Determine the early stage reverb signal of the room impulse response signal and the sliced time point of late reverberation signal, the echo density
Function NED is defined as:
Wherein,It is the score of sample of the expected sample except the average value standard deviation of Gaussian Profile, 1
{ } is a target function, and when the parameter of the inside is true return 1, otherwise returning to 0, ω (l) is weighting function, and δ is when in front window
The room impulse response signal standard deviation;When reverberation is from when early stage, reverberation changed to late reverberation, NED connects since 0
Nearly 1, the sliced time of early stage reverb signal and late reverberation signal is just defined as the standard deviation infinite approach of late reverberation signal
When 1.
It is described that room impulse response signal is calculated in another possible realization, obtain early stage reverb signal
With the sliced time point of late reverberation signal, comprising: by the diffusing scattering field of the late reverberation it is assumed that through kurtosis come based on
The sliced time point of early stage reverb signal and late reverberation signal is calculated, the kurtosis is the Fourth-order moment of statistic processes, the kurtosis
γ4Is defined as:
Wherein, E is the expectation that handle shock response x, and μ is mean value, and δ is standard deviation;The sliced time is defined as sliding
The kurtosis calculated in dynamic window reaches time instant when zero.
It is described that room impulse response signal is calculated in another possible realization, obtain early stage reverb signal
With the sliced time point of late reverberation signal, comprising: calculate early stage reverb signal and late reverberation signal by room characteristic
Sliced time point, the time t is defined as:
Wherein, V and S is respectively the volume in room and the surface area in room.

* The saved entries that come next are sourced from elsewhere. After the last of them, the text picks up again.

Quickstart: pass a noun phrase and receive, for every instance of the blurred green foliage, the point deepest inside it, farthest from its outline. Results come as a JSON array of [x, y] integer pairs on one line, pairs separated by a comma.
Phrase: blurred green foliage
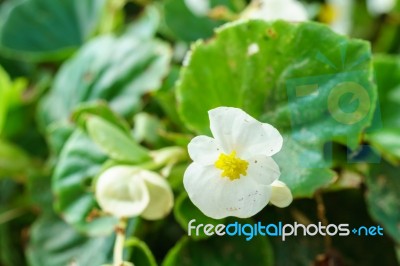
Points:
[[88, 84]]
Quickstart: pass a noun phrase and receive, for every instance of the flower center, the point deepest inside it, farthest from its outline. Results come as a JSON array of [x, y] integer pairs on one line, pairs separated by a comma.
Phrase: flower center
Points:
[[231, 166], [328, 14]]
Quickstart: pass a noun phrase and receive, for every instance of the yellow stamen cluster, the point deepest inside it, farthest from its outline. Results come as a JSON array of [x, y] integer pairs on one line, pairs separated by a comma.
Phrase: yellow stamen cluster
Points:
[[231, 166], [328, 14]]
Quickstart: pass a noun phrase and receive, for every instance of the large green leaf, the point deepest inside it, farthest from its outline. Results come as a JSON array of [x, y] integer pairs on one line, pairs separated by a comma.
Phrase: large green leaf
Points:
[[185, 211], [116, 143], [116, 69], [51, 29], [79, 162], [10, 94], [13, 160], [312, 84], [385, 136], [383, 197], [53, 242], [218, 251]]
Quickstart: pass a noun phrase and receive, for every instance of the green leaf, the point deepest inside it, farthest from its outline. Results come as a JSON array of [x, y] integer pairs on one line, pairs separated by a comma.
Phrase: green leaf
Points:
[[189, 26], [384, 136], [118, 70], [383, 197], [313, 95], [53, 242], [13, 160], [140, 253], [147, 24], [185, 211], [79, 162], [52, 29], [10, 95], [113, 141], [218, 251]]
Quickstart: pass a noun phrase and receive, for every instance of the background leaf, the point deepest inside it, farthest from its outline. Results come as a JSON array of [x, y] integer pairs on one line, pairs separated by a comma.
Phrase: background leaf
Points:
[[80, 161], [257, 66], [383, 197], [52, 29], [385, 135], [68, 247], [108, 68]]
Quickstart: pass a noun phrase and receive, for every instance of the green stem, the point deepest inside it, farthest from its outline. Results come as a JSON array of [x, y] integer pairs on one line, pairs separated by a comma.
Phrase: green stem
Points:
[[111, 15], [10, 215], [119, 242]]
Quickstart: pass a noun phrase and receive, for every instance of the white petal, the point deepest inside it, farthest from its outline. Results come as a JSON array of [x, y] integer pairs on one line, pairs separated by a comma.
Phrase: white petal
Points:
[[234, 129], [344, 8], [198, 7], [378, 7], [204, 150], [161, 196], [281, 194], [290, 10], [263, 170], [219, 197], [119, 193]]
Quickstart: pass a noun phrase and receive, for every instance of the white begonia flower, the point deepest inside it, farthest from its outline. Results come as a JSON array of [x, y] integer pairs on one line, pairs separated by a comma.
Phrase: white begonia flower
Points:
[[127, 191], [379, 7], [198, 7], [269, 10], [233, 173], [337, 14]]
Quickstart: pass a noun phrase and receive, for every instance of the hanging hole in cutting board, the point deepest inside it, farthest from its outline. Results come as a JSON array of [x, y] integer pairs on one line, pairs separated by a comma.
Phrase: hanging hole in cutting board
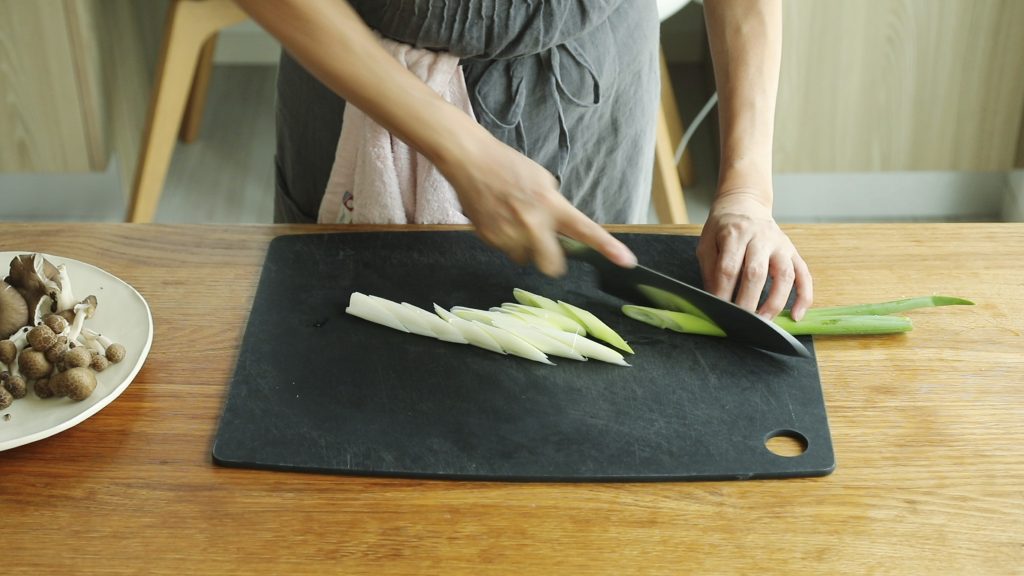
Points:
[[785, 443]]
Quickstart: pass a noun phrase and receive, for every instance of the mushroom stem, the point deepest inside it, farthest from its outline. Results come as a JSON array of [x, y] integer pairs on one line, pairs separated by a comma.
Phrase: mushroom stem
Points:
[[20, 339], [65, 294]]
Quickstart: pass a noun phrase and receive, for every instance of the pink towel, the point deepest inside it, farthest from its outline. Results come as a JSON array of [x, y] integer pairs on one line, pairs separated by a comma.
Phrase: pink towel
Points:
[[376, 177]]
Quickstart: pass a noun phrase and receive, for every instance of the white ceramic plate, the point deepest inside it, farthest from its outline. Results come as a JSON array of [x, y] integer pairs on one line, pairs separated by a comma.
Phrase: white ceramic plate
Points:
[[123, 316]]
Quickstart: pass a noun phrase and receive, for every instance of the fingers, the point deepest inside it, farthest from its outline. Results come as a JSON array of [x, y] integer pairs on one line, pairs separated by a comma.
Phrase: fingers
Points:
[[708, 258], [548, 255], [572, 222], [731, 250], [755, 274], [781, 271], [805, 288]]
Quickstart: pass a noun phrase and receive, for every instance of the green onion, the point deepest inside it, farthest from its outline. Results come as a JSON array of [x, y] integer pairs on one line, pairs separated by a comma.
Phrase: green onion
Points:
[[667, 300], [845, 325], [887, 307], [671, 320], [833, 325]]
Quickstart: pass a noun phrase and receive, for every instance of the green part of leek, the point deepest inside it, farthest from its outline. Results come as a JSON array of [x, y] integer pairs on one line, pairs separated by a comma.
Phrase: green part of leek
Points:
[[671, 320], [882, 309], [668, 300], [823, 326]]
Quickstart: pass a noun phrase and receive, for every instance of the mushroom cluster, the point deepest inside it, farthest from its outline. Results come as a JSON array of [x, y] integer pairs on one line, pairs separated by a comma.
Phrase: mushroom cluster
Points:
[[43, 339]]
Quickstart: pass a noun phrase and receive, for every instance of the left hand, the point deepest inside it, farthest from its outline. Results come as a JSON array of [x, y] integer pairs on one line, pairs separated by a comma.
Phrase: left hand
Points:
[[741, 245]]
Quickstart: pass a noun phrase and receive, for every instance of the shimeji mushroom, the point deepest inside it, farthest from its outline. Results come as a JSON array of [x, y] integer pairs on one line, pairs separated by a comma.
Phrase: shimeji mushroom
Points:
[[113, 352], [55, 353], [33, 364], [5, 399], [13, 311], [41, 337], [14, 384], [76, 383], [56, 323], [78, 357], [10, 352], [83, 311]]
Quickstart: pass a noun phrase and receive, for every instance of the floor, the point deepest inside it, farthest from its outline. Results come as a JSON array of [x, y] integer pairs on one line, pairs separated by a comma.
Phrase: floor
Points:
[[226, 175]]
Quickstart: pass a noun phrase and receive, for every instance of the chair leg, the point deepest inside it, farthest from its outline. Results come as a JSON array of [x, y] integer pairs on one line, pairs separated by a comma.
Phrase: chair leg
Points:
[[675, 123], [667, 192], [197, 97], [189, 25]]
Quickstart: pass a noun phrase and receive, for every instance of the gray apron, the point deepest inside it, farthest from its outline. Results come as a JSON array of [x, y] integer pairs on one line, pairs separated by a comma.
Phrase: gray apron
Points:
[[571, 84]]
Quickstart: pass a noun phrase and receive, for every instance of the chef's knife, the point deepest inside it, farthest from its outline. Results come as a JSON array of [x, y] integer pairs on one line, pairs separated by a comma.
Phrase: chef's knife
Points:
[[642, 285]]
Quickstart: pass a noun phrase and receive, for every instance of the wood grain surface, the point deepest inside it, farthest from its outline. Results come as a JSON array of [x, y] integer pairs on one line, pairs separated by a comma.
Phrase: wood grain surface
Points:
[[928, 429], [900, 85]]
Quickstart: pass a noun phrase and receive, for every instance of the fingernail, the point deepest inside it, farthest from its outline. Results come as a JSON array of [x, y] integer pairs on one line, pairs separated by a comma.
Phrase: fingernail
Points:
[[627, 257]]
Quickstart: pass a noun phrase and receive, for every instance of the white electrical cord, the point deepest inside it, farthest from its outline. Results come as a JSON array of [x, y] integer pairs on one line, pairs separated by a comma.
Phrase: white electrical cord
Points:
[[693, 126]]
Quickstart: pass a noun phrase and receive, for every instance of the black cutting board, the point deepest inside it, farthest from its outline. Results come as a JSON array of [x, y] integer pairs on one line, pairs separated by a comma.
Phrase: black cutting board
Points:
[[317, 389]]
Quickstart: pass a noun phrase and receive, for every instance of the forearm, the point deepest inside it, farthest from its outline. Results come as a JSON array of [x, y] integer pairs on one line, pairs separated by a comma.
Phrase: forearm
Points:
[[745, 39], [333, 43]]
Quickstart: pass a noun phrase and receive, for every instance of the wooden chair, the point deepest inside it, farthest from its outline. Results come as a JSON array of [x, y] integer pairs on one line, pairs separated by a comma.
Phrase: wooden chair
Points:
[[179, 93], [667, 192]]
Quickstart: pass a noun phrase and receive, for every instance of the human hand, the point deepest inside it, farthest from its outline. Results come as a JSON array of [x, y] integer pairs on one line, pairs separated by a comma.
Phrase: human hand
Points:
[[741, 246], [516, 207]]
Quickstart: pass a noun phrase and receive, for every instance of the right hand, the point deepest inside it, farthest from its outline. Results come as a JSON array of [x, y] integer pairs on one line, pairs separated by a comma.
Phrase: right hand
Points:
[[516, 207]]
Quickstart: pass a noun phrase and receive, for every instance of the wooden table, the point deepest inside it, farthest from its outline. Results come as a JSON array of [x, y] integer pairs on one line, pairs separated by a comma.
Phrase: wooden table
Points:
[[928, 430]]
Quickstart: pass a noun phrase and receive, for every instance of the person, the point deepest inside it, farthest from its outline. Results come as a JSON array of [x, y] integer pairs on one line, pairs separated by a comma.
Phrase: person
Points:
[[565, 93]]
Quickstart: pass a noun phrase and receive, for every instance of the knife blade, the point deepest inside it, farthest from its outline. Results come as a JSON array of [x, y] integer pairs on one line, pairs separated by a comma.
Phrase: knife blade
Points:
[[646, 286]]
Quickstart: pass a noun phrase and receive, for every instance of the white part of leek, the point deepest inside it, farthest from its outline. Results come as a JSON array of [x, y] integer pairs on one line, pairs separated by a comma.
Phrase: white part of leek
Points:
[[588, 347], [364, 306], [560, 321], [514, 344], [474, 314], [441, 329], [475, 335], [539, 339], [409, 319]]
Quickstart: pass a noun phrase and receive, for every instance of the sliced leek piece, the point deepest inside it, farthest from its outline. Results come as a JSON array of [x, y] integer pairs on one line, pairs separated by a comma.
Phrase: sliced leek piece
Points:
[[598, 329], [559, 321], [587, 347], [364, 306], [513, 344], [537, 300], [442, 330], [409, 319], [539, 339], [476, 335]]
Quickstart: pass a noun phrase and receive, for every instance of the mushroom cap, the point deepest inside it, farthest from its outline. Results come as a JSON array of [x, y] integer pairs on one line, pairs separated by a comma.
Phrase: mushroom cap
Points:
[[55, 322], [15, 384], [98, 362], [33, 364], [41, 337], [77, 383], [77, 357], [55, 353], [13, 311], [42, 387], [8, 352], [27, 280], [116, 353]]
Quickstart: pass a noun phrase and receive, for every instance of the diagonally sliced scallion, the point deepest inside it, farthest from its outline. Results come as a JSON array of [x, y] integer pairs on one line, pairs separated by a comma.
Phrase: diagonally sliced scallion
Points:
[[887, 307], [596, 327], [672, 320], [835, 325], [537, 300]]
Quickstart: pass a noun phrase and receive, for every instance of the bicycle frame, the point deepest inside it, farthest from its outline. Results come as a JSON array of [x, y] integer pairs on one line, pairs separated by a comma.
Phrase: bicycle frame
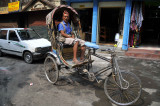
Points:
[[114, 66]]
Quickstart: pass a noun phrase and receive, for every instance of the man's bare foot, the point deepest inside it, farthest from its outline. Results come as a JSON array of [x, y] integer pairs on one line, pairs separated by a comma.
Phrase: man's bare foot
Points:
[[76, 62], [82, 59]]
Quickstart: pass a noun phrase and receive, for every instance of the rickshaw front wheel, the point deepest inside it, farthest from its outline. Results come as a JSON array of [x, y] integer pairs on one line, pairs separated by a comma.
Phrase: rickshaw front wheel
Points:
[[51, 69]]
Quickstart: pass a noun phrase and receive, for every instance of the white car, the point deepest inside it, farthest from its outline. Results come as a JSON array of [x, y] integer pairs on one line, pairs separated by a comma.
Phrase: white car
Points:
[[24, 42]]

It is described that the time domain will be removed in the time domain echo signal and time domain mixed signal in another possible realization
Other signals other than echo signal are respectively calculated, and obtain target inband energy and other signals energy, pass through the mesh
Mark signal energy and the other signals energy obtain ideal ratio masking, specifically include: by the time domain echo signal and institute
It states other signals and does Fourier transformation respectively, the target inband energy and the other signals energy is calculated;It will be described
Target inband energy and the other signals energy substitute into ideal ratio and shelter formula, obtain the ideal ratio masking;It is described
Ideal ratio shelters formula IRM (k, l) are as follows:
Wherein, D (k, l) is expressed as target inband energy, and R (k, l) indicates to remove echo signal energy in mixed signal energy
The other signals energy of amount, k indicate band index, and l indicates frame index.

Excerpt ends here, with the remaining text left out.